Her 213kg total was a career best by 8kg, and another big improvement is in her social media following, which has risen by 60 per cent since in six months to 30,000.

The previous junior world record-holder on total was Kamila Konotop, the Ukrainian who competed in Durres in the under-23s at 59kg.

Konotop, who finished just ahead of Sterckx in the senior European Championships this year, made 104-116-220.

There was an unusual sight in the under-23 women’s contest at 64kg, when three of the 10 lifters bombed out in the snatch and the entire field made only eight good lifts from 30 attempts.

Even more unusual was the sight of two platforms in Lima, where the South American Junior, Under-17 and Under-15 Championships are running concurrently with the Pan American Juniors.

It is the first time in decades that an official International Weightlifting Federation (IWF) competition has used two platforms rather than one, and it means the action will all be over within five days in Peru.

In Albania it will take 10 days to complete the European Junior and Under-23 Championships, which has 77 more entries with 342.

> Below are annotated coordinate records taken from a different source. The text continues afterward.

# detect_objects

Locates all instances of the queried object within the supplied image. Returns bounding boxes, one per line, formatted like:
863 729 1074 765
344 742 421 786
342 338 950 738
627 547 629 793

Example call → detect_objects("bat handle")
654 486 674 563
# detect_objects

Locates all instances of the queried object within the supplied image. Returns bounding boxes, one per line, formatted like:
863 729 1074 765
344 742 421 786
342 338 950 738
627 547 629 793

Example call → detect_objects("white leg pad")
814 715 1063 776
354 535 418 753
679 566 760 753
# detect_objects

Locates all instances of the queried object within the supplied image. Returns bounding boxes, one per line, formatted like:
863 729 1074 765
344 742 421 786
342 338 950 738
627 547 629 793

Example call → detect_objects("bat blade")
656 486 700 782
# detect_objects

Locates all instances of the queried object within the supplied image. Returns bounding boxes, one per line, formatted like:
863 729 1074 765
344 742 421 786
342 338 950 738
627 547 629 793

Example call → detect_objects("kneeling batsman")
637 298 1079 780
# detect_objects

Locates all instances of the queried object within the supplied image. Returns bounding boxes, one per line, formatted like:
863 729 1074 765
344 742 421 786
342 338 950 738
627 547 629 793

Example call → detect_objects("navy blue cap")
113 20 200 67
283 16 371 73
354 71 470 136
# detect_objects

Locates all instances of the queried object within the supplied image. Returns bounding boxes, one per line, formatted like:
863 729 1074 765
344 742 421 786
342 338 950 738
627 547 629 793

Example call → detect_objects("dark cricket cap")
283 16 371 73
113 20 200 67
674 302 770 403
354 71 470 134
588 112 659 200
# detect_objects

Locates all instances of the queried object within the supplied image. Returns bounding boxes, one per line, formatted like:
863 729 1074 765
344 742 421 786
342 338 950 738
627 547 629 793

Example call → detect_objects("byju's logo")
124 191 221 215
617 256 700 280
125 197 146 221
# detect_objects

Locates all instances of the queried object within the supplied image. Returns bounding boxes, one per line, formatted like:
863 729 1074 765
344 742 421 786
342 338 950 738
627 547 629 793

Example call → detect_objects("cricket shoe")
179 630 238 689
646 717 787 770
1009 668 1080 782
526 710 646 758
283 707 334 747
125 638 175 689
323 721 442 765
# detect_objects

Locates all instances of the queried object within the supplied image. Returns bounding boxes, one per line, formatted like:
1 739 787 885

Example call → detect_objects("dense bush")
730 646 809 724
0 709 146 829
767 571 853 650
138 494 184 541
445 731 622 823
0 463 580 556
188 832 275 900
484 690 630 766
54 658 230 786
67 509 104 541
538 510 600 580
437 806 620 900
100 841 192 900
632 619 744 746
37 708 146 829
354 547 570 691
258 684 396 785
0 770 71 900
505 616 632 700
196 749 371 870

"Of course there will be people that don’t like it - we all have different opinions," said the Pan American Weightlifting Federation President José Quinones.

"Why did we do it? 

"Having competitions over 10 or 12 days is too much for the athletes, for the federations, for the spectators, for television.

"With two platforms we can cut that to half."

Two platforms are being used in Lima  ©PAWF
Two platforms are being used in Lima ©PAWF

A similar view was expressed last week by Mohamed Jalood, President of the IWF, who told insidethegamesthat plans were in place to have two platforms at Olympic qualifying competitions next year.

Quinones said there had been some mistakes on day one "but by the end it was running smoothly and people were happy - from USA, Canada, Mexico.

"And the public enjoyed it - there's more emotion for the them, and it's better for the athletes.

"We always need to experiment with new ways to bring the public to our sport, more sponsors, the media.

"It’s a circle - we have to work together and consider all these aspects."

The Pan American Weightlifting Federation also led the way, during the COVID-19 pandemic that severely disrupted the sporting calendar, by staging the first IWF-recognised online competition.

"The idea was the same," said Quinones.

"Make it easier for the athletes, better for the sport - let’s do it better."